Ensemble methods combine the predictions of several base estimators to improve the overall performance. Some ensemble methods are specifically designed to handle imbalanced datasets.

### 8.1 BalancedRandomForestClassifier

This is a variant of the Random Forest algorithm where each tree is trained on a balanced bootstrap sample of the data. It randomly undersamples the majority class for each tree.

In [None]:
# Apply BalancedRandomForestClassifier
brf = BalancedRandomForestClassifier(random_state=42)
brf.fit(X_train, y_train)

# Evaluate the model
print('--- BalancedRandomForestClassifier Model Evaluation ---')
evaluate_model(X_test, y_test, brf)

### 8.2 BalancedBaggingClassifier

This is a bagging classifier that uses a balanced bootstrap sample for each base estimator.

In [None]:
# Apply BalancedBaggingClassifier
bbc = BalancedBaggingClassifier(random_state=42)
bbc.fit(X_train, y_train)

# Evaluate the model
print('--- BalancedBaggingClassifier Model Evaluation ---')
evaluate_model(X_test, y_test, bbc)

### 8.3 EasyEnsembleClassifier

The EasyEnsemble classifier trains an ensemble of classifiers on different balanced bootstrap samples of the data. It is a form of undersampling-based ensemble.

In [None]:
# Apply EasyEnsembleClassifier
eec = EasyEnsembleClassifier(random_state=42)
eec.fit(X_train, y_train)

# Evaluate the model
print('--- EasyEnsembleClassifier Model Evaluation ---')
evaluate_model(X_test, y_test, eec)

## 9. Final Comparison

After applying various techniques, we can compare their performance to see which one worked best for our synthetic dataset. The choice of the best technique will depend on the specific dataset and the problem at hand.
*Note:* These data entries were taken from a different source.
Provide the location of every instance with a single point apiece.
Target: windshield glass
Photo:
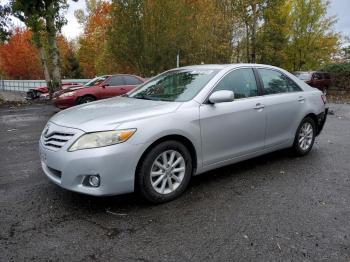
(177, 85)
(303, 76)
(96, 81)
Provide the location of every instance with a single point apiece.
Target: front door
(235, 128)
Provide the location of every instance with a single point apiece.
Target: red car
(98, 88)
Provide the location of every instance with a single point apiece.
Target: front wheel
(165, 172)
(305, 136)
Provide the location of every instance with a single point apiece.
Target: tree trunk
(42, 55)
(53, 50)
(254, 33)
(247, 41)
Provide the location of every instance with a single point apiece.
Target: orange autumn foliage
(93, 55)
(18, 58)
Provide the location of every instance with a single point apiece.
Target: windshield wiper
(142, 96)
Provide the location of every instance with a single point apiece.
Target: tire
(156, 188)
(86, 99)
(305, 137)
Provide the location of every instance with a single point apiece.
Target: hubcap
(167, 172)
(305, 136)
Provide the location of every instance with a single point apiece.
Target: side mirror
(221, 96)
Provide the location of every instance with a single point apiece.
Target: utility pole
(178, 59)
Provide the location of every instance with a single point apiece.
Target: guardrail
(25, 85)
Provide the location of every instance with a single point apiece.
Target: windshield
(303, 76)
(96, 81)
(177, 85)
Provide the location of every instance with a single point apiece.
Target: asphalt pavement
(272, 208)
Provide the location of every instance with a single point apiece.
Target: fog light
(94, 181)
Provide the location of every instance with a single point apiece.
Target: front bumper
(321, 120)
(114, 164)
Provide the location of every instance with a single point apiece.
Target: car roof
(225, 66)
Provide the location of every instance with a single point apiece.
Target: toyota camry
(178, 124)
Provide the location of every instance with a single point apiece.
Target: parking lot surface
(271, 208)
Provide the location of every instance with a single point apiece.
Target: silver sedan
(180, 123)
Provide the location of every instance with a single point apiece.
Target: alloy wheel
(167, 172)
(305, 136)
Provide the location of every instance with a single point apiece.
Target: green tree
(45, 19)
(312, 39)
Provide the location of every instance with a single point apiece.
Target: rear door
(284, 105)
(234, 128)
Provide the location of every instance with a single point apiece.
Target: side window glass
(116, 81)
(275, 82)
(241, 82)
(131, 80)
(318, 76)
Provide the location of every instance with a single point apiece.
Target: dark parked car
(319, 80)
(98, 88)
(43, 91)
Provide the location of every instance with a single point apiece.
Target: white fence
(25, 85)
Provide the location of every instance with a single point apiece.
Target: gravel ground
(271, 208)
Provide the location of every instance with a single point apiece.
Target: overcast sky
(340, 8)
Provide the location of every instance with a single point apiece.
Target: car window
(116, 81)
(275, 82)
(131, 80)
(303, 76)
(318, 76)
(176, 85)
(241, 82)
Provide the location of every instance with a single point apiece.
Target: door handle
(259, 106)
(301, 99)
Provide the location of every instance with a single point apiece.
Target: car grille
(55, 137)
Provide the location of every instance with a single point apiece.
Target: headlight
(100, 139)
(67, 94)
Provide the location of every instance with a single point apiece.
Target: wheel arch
(313, 116)
(180, 138)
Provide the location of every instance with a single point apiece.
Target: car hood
(109, 113)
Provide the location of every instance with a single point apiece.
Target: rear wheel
(165, 172)
(86, 99)
(305, 136)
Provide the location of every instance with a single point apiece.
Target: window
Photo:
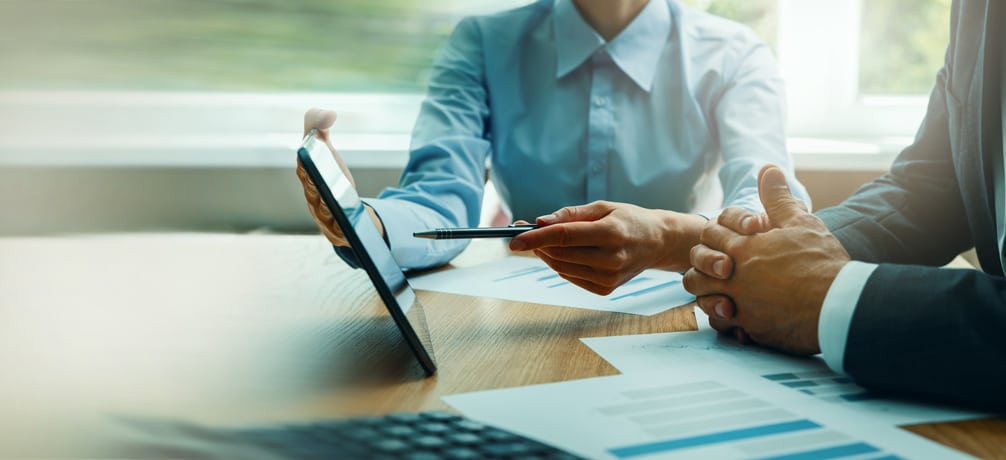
(902, 45)
(241, 71)
(229, 45)
(761, 15)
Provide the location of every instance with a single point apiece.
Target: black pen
(479, 232)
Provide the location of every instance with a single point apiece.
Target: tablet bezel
(423, 349)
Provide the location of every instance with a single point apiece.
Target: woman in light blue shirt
(570, 102)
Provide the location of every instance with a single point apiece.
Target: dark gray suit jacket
(918, 329)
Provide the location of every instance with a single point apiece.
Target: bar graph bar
(713, 438)
(526, 279)
(645, 290)
(710, 417)
(521, 273)
(825, 386)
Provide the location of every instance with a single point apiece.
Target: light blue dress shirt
(678, 112)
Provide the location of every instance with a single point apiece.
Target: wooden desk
(236, 329)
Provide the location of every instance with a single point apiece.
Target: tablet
(367, 244)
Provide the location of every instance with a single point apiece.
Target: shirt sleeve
(750, 120)
(837, 309)
(443, 183)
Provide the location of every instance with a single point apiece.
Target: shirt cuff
(837, 309)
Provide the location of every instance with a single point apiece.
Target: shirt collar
(636, 50)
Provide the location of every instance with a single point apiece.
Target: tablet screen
(367, 244)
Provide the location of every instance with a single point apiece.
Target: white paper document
(703, 413)
(526, 279)
(683, 350)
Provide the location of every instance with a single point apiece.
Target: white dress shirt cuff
(836, 312)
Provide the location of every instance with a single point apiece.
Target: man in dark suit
(861, 282)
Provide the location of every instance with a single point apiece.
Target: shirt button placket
(601, 127)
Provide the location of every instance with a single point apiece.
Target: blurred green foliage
(902, 45)
(350, 45)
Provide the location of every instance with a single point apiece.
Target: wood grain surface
(225, 329)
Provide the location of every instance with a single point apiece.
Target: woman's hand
(601, 246)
## 10. Practical Tips and Best Practices

Here are some practical tips and best practices for handling imbalanced data:

*   **Choose the right evaluation metric:** As we've seen, accuracy is not a good metric for imbalanced datasets. Use metrics like Precision, Recall, F1-score, and ROC-AUC.
*   **Don't test on the resampled data:** Always resample only the training data and test your model on the original, untouched test set. This prevents data leakage and gives a more realistic estimate of the model's performance on unseen data.
*   **Cross-validation:** Use stratified cross-validation to ensure that the class distribution in each fold is representative of the original dataset.
*   **Consider class weights:** Many machine learning algorithms have a `class_weight` parameter that can be set to `balanced` to automatically adjust for class imbalance. This is a simple and often effective technique.
*   **Experiment with different techniques:** There is no one-size-fits-all solution for imbalanced data. It's important to experiment with different techniques to find the one that works best for your specific problem.